But the country’s lawmakers might force the funds’ hand. Norway’s parliament on June 5 will decide whether to pass a mandate for the fund to divest from all coal holdings.

A recent report from the Institute for Energy Economics and Financial Analysis (IEEFA) argues for the merits of the idea.

From RTCC:

[Norway’s] parliament will decide on 5 June whether to give the fund a mandate to shed its coal holdings.

The move would improve the fund’s financial performance as well as addressing environmental concerns, according to the Institute for Energy Economics and Financial Analysis (IEEFA).

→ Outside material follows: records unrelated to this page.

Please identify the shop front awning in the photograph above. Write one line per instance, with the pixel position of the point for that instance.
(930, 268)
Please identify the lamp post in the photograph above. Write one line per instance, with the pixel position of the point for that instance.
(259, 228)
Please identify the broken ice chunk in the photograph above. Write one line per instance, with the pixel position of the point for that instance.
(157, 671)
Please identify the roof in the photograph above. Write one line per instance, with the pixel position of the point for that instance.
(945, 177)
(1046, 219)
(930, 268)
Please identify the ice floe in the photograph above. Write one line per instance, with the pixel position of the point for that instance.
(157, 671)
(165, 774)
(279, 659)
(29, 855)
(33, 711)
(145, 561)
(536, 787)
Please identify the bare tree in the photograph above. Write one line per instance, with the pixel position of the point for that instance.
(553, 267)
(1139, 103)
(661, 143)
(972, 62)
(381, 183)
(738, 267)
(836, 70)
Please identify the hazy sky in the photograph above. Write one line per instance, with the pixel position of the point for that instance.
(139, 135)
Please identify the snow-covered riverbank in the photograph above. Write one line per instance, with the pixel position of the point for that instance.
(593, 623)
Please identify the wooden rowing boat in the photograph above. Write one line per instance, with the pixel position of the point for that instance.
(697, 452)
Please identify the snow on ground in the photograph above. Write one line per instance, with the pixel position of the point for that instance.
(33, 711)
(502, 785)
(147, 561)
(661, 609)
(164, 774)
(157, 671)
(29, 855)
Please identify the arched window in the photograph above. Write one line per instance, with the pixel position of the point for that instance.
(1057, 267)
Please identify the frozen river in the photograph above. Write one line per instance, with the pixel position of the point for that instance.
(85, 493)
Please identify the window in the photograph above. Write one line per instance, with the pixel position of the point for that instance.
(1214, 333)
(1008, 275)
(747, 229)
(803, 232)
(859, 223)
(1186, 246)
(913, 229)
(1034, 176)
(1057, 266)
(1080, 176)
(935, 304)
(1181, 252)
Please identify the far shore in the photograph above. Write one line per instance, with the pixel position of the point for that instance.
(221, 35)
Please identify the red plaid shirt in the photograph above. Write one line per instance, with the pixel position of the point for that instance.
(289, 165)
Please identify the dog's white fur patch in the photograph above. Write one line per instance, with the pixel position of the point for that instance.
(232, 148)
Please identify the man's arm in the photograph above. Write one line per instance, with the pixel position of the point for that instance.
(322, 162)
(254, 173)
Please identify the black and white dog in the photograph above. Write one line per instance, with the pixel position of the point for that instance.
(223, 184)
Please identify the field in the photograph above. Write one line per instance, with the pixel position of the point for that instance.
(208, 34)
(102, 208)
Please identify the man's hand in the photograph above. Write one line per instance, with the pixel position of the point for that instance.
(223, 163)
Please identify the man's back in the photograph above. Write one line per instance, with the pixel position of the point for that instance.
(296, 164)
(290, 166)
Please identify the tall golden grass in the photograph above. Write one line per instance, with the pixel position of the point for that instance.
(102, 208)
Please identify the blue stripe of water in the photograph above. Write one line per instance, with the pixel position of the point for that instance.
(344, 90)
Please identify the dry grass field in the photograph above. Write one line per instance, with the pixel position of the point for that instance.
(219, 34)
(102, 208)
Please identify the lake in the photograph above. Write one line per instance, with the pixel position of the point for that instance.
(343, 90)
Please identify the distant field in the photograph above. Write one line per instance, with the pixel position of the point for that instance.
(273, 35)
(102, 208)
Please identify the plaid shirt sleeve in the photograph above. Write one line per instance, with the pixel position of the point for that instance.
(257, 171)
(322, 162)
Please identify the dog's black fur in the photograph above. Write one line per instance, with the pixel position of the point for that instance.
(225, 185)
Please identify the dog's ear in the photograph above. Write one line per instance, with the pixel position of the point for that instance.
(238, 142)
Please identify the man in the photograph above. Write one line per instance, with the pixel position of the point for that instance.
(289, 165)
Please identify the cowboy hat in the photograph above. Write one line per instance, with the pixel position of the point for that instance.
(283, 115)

“Norway’s leadership is to be applauded for its efforts to rid itself of a losing financial proposition and the threat coal poses to the environment and climate,” author Tom Sanzillo told RTCC.

“They are willing to expand the dialogue and are serving as a model of openness and transparency.”

The [pension] fund sold its stakes in 49 companies last year, mainly in coal and gold mining, on sustainability grounds.

Coal is the worst performing sector in the world’s economy, the IEEFA report argued, and best avoided altogether.

In mining, he noted the Stowe Global Coal Index lost 71% of its value over the past five years.

IEEFA recommended dropping any company that mines more than 50 million tonnes of coal a year or gets 20% of power generation from the polluting fuel.

Norway’s pension fund manages $900 billion in assets.